To counter the built-in disincentives to antibiotic development, the U.S. passed the 2012 Generating Antibiotic Incentives Now (GAIN) Act to give promising new antibiotics priority review and make them more profitable by doubling their period of market exclusivity to 10 years. Five new antibiotics have been approved this way in the U.S. alone in the past 12 months, equalling the number in the previous decade.
Regulatory changes that would make it easier and faster to recruit patients and move to the clinical trial stage have been cited as a critical in the fight against antibiotic-resistant bugs.
To address this, the Europeans and Americans are working together to establish new regulations. The U.S. Congress is considering a bill, known as the Promise for Antibiotics and Therapeutics for Health (PATH) Act, which should streamline clinical trials for antibiotics that can treat superbugs. Health Canada told The Globe that, at this time, there’s no need to change regulations “given that the science and guidelines to conduct trials evolve continually, and the current framework provides sufficient flexibility to accommodate changes in clinical trial design.”

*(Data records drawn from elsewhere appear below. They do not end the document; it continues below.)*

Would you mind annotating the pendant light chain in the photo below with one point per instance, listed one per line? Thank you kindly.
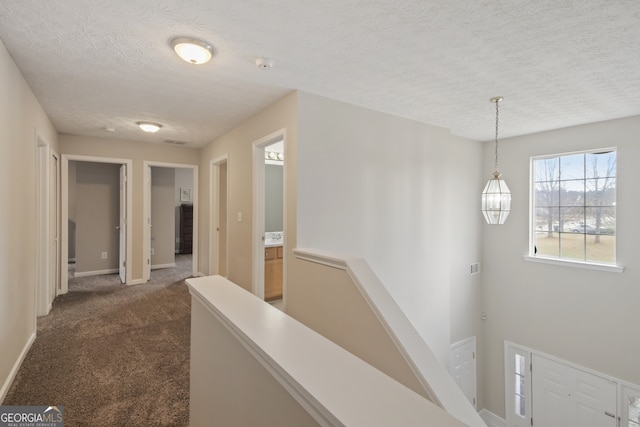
(497, 101)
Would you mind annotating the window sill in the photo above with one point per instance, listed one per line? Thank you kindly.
(578, 264)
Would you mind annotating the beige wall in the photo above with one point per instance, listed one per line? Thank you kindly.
(97, 215)
(138, 152)
(584, 316)
(163, 214)
(21, 118)
(400, 194)
(237, 145)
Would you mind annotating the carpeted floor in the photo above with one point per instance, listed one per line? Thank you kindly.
(113, 355)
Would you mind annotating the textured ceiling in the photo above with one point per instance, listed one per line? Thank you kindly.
(95, 64)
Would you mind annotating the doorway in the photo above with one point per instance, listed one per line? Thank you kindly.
(219, 226)
(170, 237)
(99, 256)
(269, 218)
(48, 226)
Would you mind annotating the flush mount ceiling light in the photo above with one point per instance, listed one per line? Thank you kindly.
(149, 126)
(192, 50)
(496, 197)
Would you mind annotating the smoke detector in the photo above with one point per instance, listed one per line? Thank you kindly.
(264, 63)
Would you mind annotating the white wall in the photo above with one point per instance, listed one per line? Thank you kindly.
(584, 316)
(404, 196)
(97, 213)
(21, 118)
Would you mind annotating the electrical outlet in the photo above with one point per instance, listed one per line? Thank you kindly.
(474, 268)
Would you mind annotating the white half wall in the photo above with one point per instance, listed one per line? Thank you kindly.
(404, 196)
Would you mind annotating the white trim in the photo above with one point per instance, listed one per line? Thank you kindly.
(16, 367)
(432, 375)
(571, 263)
(335, 387)
(491, 419)
(258, 223)
(159, 266)
(146, 215)
(96, 272)
(64, 215)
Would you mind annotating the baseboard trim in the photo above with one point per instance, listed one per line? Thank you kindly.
(16, 367)
(159, 266)
(95, 273)
(491, 419)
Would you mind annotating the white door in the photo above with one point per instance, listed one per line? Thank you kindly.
(564, 396)
(123, 224)
(55, 227)
(463, 367)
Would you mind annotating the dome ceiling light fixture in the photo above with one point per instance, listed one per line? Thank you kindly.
(496, 197)
(149, 126)
(192, 50)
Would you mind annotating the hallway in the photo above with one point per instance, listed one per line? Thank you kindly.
(112, 354)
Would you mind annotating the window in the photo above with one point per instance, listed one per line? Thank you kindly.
(574, 206)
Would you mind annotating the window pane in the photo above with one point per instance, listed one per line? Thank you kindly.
(547, 193)
(546, 169)
(547, 219)
(600, 192)
(572, 246)
(601, 248)
(572, 193)
(547, 244)
(600, 165)
(574, 206)
(572, 219)
(572, 167)
(520, 406)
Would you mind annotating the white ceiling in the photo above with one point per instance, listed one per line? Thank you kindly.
(95, 64)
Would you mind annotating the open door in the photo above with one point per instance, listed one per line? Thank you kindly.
(123, 224)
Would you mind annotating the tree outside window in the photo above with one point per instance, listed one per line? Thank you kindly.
(574, 212)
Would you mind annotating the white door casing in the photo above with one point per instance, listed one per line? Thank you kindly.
(64, 217)
(122, 227)
(218, 225)
(258, 228)
(563, 396)
(146, 238)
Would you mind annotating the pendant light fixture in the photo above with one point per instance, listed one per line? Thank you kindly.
(496, 197)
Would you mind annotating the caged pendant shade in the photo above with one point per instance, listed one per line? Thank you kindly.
(496, 197)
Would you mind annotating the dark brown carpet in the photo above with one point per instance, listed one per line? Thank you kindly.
(113, 355)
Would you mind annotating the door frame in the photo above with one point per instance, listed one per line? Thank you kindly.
(64, 217)
(47, 281)
(258, 227)
(146, 234)
(214, 208)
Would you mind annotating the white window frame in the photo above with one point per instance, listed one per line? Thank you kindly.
(627, 390)
(531, 256)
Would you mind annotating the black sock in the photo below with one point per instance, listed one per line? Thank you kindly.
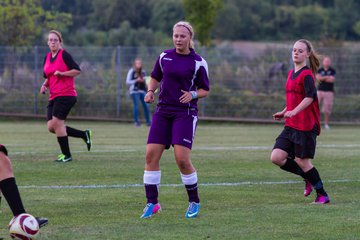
(152, 193)
(64, 145)
(11, 193)
(291, 166)
(314, 178)
(192, 191)
(72, 132)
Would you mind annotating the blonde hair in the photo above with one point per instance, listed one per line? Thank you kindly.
(58, 34)
(314, 57)
(188, 26)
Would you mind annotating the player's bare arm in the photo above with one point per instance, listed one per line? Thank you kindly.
(304, 104)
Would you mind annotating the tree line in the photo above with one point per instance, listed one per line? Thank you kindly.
(149, 22)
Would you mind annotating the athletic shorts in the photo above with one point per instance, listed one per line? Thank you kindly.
(327, 99)
(60, 107)
(300, 144)
(169, 127)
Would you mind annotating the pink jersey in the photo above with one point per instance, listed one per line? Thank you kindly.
(58, 85)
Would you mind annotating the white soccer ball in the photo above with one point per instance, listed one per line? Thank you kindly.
(23, 227)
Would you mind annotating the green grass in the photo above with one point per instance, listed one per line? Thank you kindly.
(247, 211)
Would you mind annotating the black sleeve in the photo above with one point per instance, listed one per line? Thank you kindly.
(333, 72)
(309, 86)
(43, 67)
(69, 61)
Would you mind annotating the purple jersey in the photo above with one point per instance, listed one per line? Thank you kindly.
(177, 72)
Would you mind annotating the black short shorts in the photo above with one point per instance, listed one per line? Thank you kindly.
(60, 107)
(297, 143)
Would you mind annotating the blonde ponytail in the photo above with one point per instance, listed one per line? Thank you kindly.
(314, 58)
(188, 26)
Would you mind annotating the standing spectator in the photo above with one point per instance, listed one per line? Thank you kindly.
(136, 80)
(59, 72)
(326, 77)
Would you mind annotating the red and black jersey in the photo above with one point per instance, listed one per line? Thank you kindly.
(59, 85)
(300, 85)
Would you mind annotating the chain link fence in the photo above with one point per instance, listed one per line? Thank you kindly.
(247, 81)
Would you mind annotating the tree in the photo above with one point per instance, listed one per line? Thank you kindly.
(22, 23)
(202, 14)
(165, 13)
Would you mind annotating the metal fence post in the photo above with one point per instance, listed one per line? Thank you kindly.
(36, 63)
(118, 87)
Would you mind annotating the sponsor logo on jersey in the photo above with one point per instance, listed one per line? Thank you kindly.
(186, 140)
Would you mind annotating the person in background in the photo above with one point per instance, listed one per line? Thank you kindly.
(294, 148)
(135, 79)
(59, 72)
(326, 77)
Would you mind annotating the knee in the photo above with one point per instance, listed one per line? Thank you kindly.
(151, 158)
(304, 164)
(184, 165)
(51, 127)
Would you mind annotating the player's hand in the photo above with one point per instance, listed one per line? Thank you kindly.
(43, 89)
(140, 80)
(149, 97)
(289, 114)
(278, 116)
(186, 97)
(58, 73)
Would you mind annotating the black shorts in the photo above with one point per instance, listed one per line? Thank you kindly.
(297, 143)
(60, 107)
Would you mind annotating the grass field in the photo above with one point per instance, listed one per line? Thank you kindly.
(100, 194)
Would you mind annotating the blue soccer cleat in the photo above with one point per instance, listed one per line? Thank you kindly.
(150, 210)
(193, 210)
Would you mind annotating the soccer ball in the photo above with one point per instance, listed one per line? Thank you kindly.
(23, 227)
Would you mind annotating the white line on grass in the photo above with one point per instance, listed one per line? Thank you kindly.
(136, 185)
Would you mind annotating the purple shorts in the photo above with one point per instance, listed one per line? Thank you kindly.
(170, 127)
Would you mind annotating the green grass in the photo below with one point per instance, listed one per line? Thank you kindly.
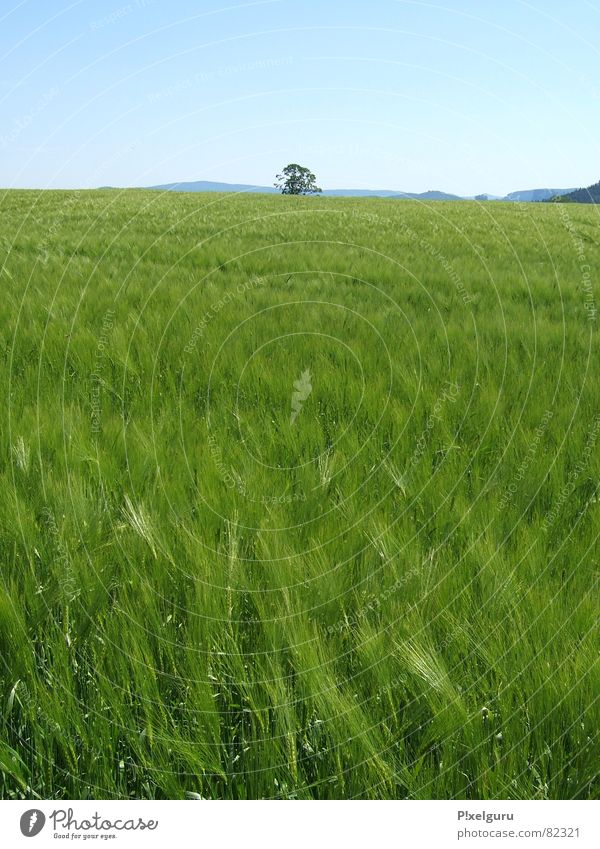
(394, 595)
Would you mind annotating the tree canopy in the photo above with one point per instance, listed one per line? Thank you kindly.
(297, 180)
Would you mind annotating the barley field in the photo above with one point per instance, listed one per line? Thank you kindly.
(299, 497)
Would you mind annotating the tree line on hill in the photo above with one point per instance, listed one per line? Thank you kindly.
(589, 195)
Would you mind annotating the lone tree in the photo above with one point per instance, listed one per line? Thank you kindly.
(296, 180)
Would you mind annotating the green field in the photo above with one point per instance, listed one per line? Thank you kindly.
(299, 497)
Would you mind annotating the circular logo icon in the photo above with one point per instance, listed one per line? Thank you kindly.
(32, 822)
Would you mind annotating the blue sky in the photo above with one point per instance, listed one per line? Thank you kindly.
(462, 96)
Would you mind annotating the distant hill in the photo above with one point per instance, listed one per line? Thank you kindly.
(528, 195)
(430, 195)
(532, 195)
(589, 195)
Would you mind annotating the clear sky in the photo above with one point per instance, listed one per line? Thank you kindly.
(466, 96)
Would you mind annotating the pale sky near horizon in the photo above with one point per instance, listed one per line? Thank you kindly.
(462, 96)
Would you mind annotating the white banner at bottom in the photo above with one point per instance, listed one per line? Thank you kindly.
(301, 824)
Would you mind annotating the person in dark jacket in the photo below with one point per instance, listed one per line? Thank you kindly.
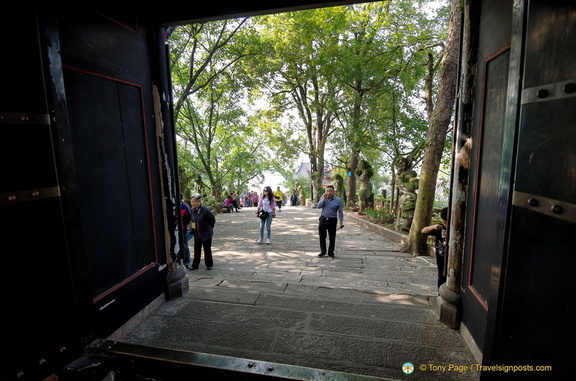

Dr. Gerard Wright, director of the Michael G. DeGroote Institute for Infectious Disease Research at McMaster University in Hamilton, is optimistic that, with dedicated investment, the superbug battle can be won.
“I’ve been working in this field for 25 years, and I’ve never seen so much interest in antimicrobial resistance. I am confident that we can solve this problem.”
Jovana Drinjakovic is a neuroscientist and a Fellow in Global Journalism at the Munk School at the University of Toronto.